AUENBRUGGER, Leopold.

Inventum novum ex percussione thoracis humani ut signo abstrusos interni pectoris morbos detegendi.

Vindobonae [Vienna]: Typis Joannis Thomae Trattner…1761

8vo, pp. 95, (1) errata. Some occasional light browning and foxing (as usual with this book), but a very good copy. Contemporary vellum over boards (lower portion of spine neatly repaired at an early date). Bookplates of Piergiorgio Borio.
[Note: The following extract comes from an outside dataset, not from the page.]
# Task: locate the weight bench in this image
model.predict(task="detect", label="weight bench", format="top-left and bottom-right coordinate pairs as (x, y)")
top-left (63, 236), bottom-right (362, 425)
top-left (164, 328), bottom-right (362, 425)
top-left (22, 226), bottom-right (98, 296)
FIRST EDITION of the first book to suggest percussion of the chest as a diagnostic measure, “one of the greatest of all medical classics” (Heirs of Hippocrates). “With the introduction of percussion of the chest, which offered a new and dependable method of diagnosing diseases of the heart and lungs in living persons, Leopold Auenbrugger made the first advance in physical diagnosis since the age of Hippocrates. The son of an innkeeper, Auenbrugger had learned as a boy how to establish thelevel of wine in a cask by thumping the barrel… Applying the same technique to the human chest, he noticed that different sounds—tympanic, dull, or obscure, were produced when there was underlying disease of the heart or lungs in the interior of the chest. He verified his diagnoses byb experiments on cadavers and by postmortems” (Grolier One Hundred). At first Auenbrugger's discovery attracted little attention, but he lived to see Corvisart's classic translation of the book in 1808, after which the value of percussion was universally recognised. G&M 2672. Lilly, Notable Medical Books, p. 127. Grolier, One hundred books famous in medicine, 45. Parkinson, Breakthroughs, 1761. Willius & Keys, Cardiac classics, 191–213. This copy is of the second issue, with the errata on the final page. Norman Catalogue 81 (first issue).